Photography & Folk Art at the Art Institute of Chicago
by Elizabeth McGoey, Ann S. and Samuel M. Mencoff Associate Curator of American Decorative Arts, Art Institute of Chicago
and Elizabeth Siegel, Curator of Photography, Art Institute of Chicago
In the 1930s, a rising interest in early American vernacular arts, collectively referred to as folk art, converged with major photographic documentation projects of the Great Depression. This impulse to collect the past and record the present flourished concurrently at this critical period in American history. Artists, curators, collectors, and government administrators sought to express American visual identities that were not only distinct from Europe, but also symbolic of an American culture that was egalitarian, unpretentious, and self-made.
This fall, the Art Institute of Chicago will open an exhibition, Photography & Folk Art: Looking for America in the 1930s, that explores the connections between the fields of folk art and documentary photography in the Depression era for the first time. Drawn almost entirely from the permanent collection of the Art Institute of Chicago, the exhibition is comprised of over 100 works of decorative art, painting, sculpture, and photography. By engaging with American vernacular culture, these works represent the expansion of what had been considered fine art. The show examines how a varied range of cultural agents forged a new sense of American visual identity through the art and depiction of everyday people, places, and things. It also aims to encourage critical thinking about the nationalist ideologies under-pinning artistic production, display, and collecting in the 1930s.
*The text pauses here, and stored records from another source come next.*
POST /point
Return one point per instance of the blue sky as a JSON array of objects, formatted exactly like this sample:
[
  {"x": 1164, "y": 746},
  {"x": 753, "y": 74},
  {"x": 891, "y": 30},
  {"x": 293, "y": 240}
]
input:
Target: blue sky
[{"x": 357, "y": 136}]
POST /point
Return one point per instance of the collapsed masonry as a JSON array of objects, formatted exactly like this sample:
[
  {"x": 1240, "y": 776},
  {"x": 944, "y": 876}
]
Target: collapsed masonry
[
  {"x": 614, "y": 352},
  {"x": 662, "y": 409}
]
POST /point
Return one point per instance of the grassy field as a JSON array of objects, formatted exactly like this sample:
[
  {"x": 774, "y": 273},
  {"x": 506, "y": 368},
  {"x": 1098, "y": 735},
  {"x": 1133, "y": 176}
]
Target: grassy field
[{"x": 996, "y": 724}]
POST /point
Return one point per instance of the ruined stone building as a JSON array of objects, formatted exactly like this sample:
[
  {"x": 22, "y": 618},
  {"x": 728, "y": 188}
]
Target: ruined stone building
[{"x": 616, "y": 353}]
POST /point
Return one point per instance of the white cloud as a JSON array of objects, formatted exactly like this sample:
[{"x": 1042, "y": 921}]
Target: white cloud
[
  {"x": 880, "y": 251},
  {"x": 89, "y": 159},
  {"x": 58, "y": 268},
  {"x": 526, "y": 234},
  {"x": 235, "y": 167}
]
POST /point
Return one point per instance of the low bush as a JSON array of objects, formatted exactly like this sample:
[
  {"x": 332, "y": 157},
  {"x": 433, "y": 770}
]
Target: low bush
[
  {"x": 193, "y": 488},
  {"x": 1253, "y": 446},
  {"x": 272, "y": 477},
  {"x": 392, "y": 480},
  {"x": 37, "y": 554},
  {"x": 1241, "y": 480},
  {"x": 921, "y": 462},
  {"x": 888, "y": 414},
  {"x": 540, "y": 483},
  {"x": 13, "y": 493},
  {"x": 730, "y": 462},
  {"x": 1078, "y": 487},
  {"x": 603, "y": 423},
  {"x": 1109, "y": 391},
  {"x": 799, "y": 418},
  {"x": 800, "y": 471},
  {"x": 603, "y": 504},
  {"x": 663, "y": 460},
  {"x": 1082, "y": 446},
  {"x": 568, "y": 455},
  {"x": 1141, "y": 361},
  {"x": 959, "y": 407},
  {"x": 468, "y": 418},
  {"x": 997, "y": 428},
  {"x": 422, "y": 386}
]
At the heart of the exhibition are works that represent two major governmental projects undertaken to document and catalogue everyday life in America: the Works Progress Administration’s Index of American Design and the Farm Security Administration’s photography program. The intent of the Index was to create a visual archive of applied and folk art, which would make “typical examples of an indigenous American character” available for study. Organizers approached this systematically. They studied, photographed, and rendered in watercolor specified object types, such as carving, ceramics, furniture, and metal work, that fell under particular subjects, including domestic and household arts, Pennsylvania-German crafts (Figure 1), rugs, and Spanish-American crafts. The artists employed by the Index produced an unparalleled visual repository of American material culture.
In these very same years, the Resettlement Administration, later the Farm Security Administration (FSA), hired some of the country’s most talented photographers to document the plight of everyday Americans and the government’s role in assisting them. For all intents and purposes, the project yielded the photographs that comprise the indelible national image bank of the Great Depression. Like the Index of American Design, FSA photographers followed detailed and prescriptive instructions, or “shooting scripts,” to capture specific subjects such as “needy families” and a “crowd going to or coming from church.” Photographers, such as Walker Evans, Dorothea Lange, Russell Lee, and Arthur Rothstein (Figure 2), also focused on elements of an American vernacular, including hand-painted signs, scrawled graffiti, advertisements, city streets, and transportation. Their images of the everyday world and ordinary citizens collectively represent an attempt to define the American character through photographs.
These objects and images of everyday life inspired a new range of collectors—both individual and institutional—who shaped a more expansive vision of American art. Exhibitions of folk art and documentary photography did not take place with any regularity before the 1930s. The synchronous acceptance of these art forms within institutions was rooted in shared ideologies of national pride and the desire to articulate America’s creative past as a means to inspire contemporary artistic production.
At the Art Institute, a collection of American vernacular arts was born from folk art enthusiasts actively acquiring in the 1930s. In 1938, for instance, museum trustee Robert Allerton purchased a pair of pendant portraits by Jonas Welch Holman now in the Art Institute’s collection (Figures 3 & 4) from Edith Halpert’s American Folk Art Gallery. Massachusetts collectors Bernard and Margaret Behrend amassed an extensive group of 17th- and 18th-century New England decorative arts throughout the 1920s and 1930s. Many of these works went on view at the Art Institute as part of a 1945 loan exhibition, The Craft Tradition in American Household Art (Figure 5), before entering the collection in 1946 (Figure 6). Likewise, Elizabeth Vaughan purchased early American furniture, textiles, silhouettes, and other objects (Fig. 7) in the 1930s and 1940s, bequeathing her collection to the Art Institute in 1950. Photography + Folk Art establishes a dialogue between the introduction of folk art within public collections and the simultaneous institutional embrace of documentary photography. Folk arts stand as vibrant and dynamic examples of American ingenuity, and documentary photography—particularly that of Walker Evans (Figure 8), Berenice Abbott, and Dorothea Lange—as a new art form emblematic of modern American character and vitality.
“Photography & Folk Art: Looking for America in the 1930s” opens September 21, 2019, and runs through January 19, 2020. This exhibition is supported by Vicki and Tom Horwich.
1 Federal Art Project. “Supplement No 1 to the Federal Art Project Manual: Instruction for Index of American Design.” Washington, D.C.: Federal Art Project, January 1936.